Analysis by Keith Rankin.
While, for Covid19, India is the big news story this week, there has been a general upsurge in the wider region, with substantial upsurges in Nepal, Bangladesh (which seems to have peaked), and Thailand. Malaysia had many cases around January, and is now facing another resurgence.
Re India, we should note that the outbreak is uneven, with the cities of New Delhi and Mumbai most affected, and, for the rest of India, the south has been more affected than the north. Test positivity rates are lower in India than in South America and in Eastern Europe. New Delhi is unlikely to become as badly affected as, say, Prague in the Czech Republic, or Budapest in Hungary.
Of considerable concern is Myanmar. It’s reported Covid19 case numbers have dropped dramatically since the February 1 coup. Most likely, but by no means certainly, Covid19 is running rampant through Myanmar right now; it’s just that the military government is ‘too busy’ to test and report for case statistics, let alone help people with it.
However, Covid19 is a disease that is transmitted by travelling populations – especially international travel – and in Myanmar the amount of international and presumably domestic travel will have fallen dramatically. So, maybe an unintended but effective lockdown is in place, and the numbers really have dropped from their pre-coup peaks.
—————–
Islands Compared
On the matter of the role of travel in the spread of Covid19, it is pertinent to note a few island examples. Among the Caribbean islands, the four territories (Aruba, Curaçao, Sint Maarten, Caribbean Netherlands) that belong to the realm of the Netherlands easily have higher death rates than any of the other islands in the Caribbean Sea; death rates comparable to the Netherlands itself, which has so far lost one in 1,000 of its people to Covid19. Most of the politically independent islands in the Caribbean – poorer, but less the playgrounds of Europe – have much lower covid case and death rates than do these islands. This better performance includes most of the islands affiliated to West Indies cricket. Also, interestingly, Netherlands’ former colony on the South American mainland – Suriname – is much less affected by Covid19 than the four island territories which still ‘belong’ to Netherlands (and despite its bordering on Brazil’s Amazon region).
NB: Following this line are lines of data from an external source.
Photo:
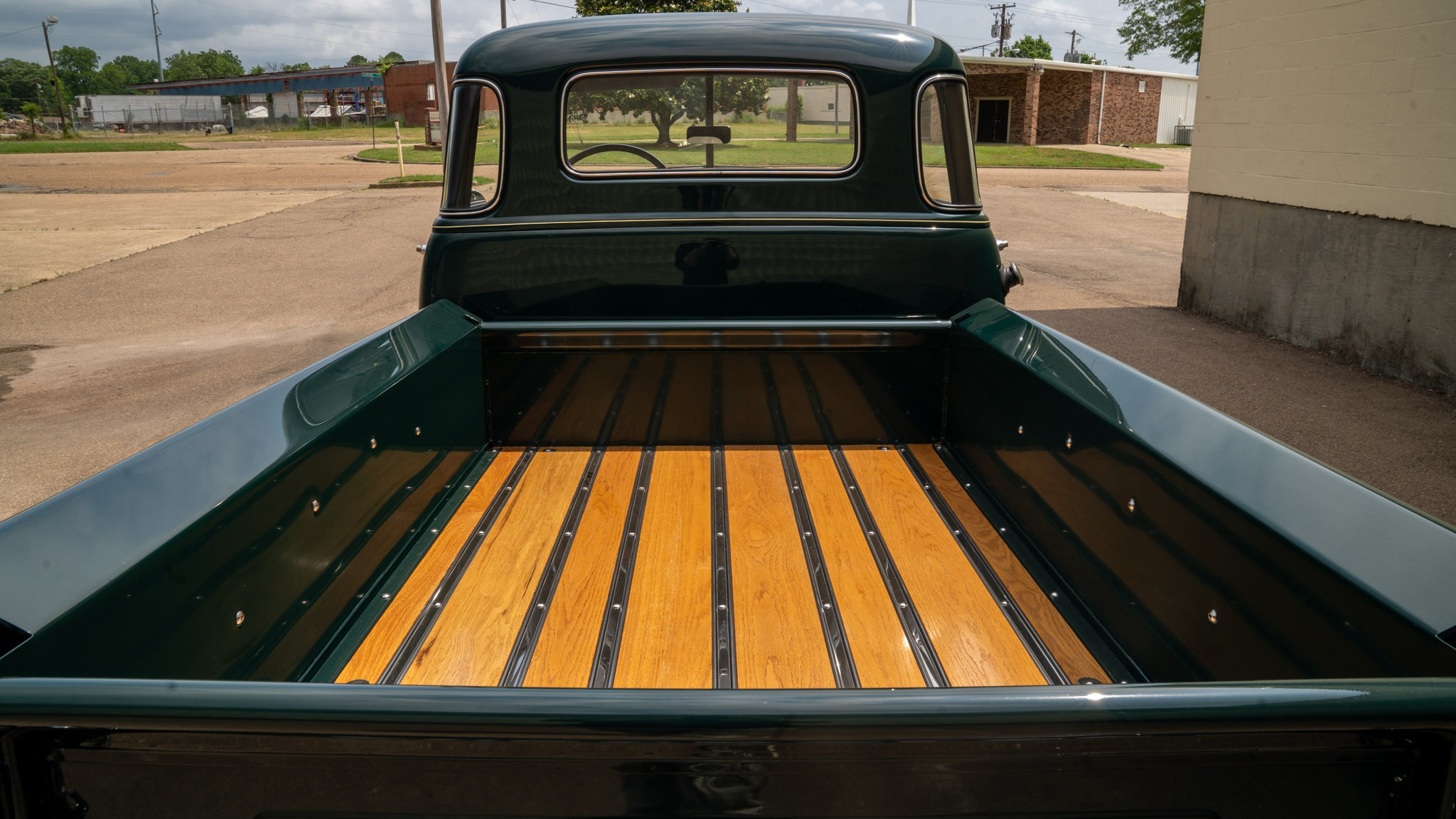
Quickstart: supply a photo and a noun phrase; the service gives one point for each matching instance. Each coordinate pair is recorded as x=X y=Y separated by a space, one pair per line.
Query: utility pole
x=441 y=90
x=1002 y=28
x=55 y=82
x=156 y=38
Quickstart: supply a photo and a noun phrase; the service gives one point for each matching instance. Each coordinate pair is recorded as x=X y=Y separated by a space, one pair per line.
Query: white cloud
x=329 y=31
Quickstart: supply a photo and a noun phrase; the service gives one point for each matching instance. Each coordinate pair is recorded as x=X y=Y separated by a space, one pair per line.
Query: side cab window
x=476 y=130
x=947 y=155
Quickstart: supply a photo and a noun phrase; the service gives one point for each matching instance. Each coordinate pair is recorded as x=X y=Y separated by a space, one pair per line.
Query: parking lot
x=172 y=284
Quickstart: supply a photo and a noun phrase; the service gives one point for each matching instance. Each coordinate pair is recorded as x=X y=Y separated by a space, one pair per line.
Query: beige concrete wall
x=1329 y=104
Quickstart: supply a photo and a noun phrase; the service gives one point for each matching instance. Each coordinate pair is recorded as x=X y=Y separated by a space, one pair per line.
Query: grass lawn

There are other match-ups of interest, in the Indian Ocean. Réunion, part of France and a spectacular place that I visited many years ago, is much worse affected than is independent Mauritius. (The Seychelles, much more dependent on European tourism than Mauritius, falls in between Réunion and Mauritius in its covid impact.)
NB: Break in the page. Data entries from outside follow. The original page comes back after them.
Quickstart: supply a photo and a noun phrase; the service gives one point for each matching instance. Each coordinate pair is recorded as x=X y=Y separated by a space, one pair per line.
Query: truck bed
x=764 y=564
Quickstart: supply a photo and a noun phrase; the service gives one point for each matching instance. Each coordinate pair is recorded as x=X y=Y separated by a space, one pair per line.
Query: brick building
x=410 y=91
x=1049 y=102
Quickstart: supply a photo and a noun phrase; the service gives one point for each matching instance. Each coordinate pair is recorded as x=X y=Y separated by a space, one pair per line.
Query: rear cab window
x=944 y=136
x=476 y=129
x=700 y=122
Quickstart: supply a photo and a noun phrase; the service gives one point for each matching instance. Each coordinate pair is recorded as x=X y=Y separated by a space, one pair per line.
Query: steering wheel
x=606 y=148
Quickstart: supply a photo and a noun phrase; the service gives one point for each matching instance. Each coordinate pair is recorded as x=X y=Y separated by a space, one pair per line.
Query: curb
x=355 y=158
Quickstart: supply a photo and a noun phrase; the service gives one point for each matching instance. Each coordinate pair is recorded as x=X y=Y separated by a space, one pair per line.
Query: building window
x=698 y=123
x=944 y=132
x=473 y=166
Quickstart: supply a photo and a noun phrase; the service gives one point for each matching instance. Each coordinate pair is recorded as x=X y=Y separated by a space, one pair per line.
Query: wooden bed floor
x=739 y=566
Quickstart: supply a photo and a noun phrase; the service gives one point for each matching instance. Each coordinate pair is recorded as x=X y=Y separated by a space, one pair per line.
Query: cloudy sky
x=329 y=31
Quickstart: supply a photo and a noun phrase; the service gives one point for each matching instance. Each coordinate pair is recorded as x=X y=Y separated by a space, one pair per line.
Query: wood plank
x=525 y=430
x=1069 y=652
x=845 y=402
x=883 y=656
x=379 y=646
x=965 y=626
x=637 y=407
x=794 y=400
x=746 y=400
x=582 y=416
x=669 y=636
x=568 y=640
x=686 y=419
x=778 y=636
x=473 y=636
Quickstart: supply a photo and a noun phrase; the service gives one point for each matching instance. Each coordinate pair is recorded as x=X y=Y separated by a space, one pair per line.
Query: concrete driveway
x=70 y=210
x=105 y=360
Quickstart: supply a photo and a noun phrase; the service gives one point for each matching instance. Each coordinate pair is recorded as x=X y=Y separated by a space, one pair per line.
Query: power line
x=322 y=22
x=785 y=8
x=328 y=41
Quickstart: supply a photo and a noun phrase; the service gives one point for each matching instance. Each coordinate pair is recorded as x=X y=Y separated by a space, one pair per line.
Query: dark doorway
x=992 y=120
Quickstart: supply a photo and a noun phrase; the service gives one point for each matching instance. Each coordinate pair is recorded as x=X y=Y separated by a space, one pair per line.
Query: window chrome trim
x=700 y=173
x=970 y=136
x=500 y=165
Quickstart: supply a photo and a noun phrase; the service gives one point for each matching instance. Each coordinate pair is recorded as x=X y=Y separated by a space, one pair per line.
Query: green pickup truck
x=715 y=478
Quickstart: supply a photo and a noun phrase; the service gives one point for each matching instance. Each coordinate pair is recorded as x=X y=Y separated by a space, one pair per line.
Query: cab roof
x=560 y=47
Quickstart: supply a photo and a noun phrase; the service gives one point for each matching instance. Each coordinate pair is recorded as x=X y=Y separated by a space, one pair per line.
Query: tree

Between Madagascar and the African mainland lie the Comoros Islands. When they became independent from France, one Island, Mayotte, held out; it remains part of France. Yet Mayotte, with a GDP per capita probably 100 times that of the independent Comoros has Covid19 nearly an order of magnitude worse than its poor neighbour.
Covid19 is a disease most experienced by poor people in rich countries and rich provinces of medium income countries. It is a disease transmitted to poor people by rich people.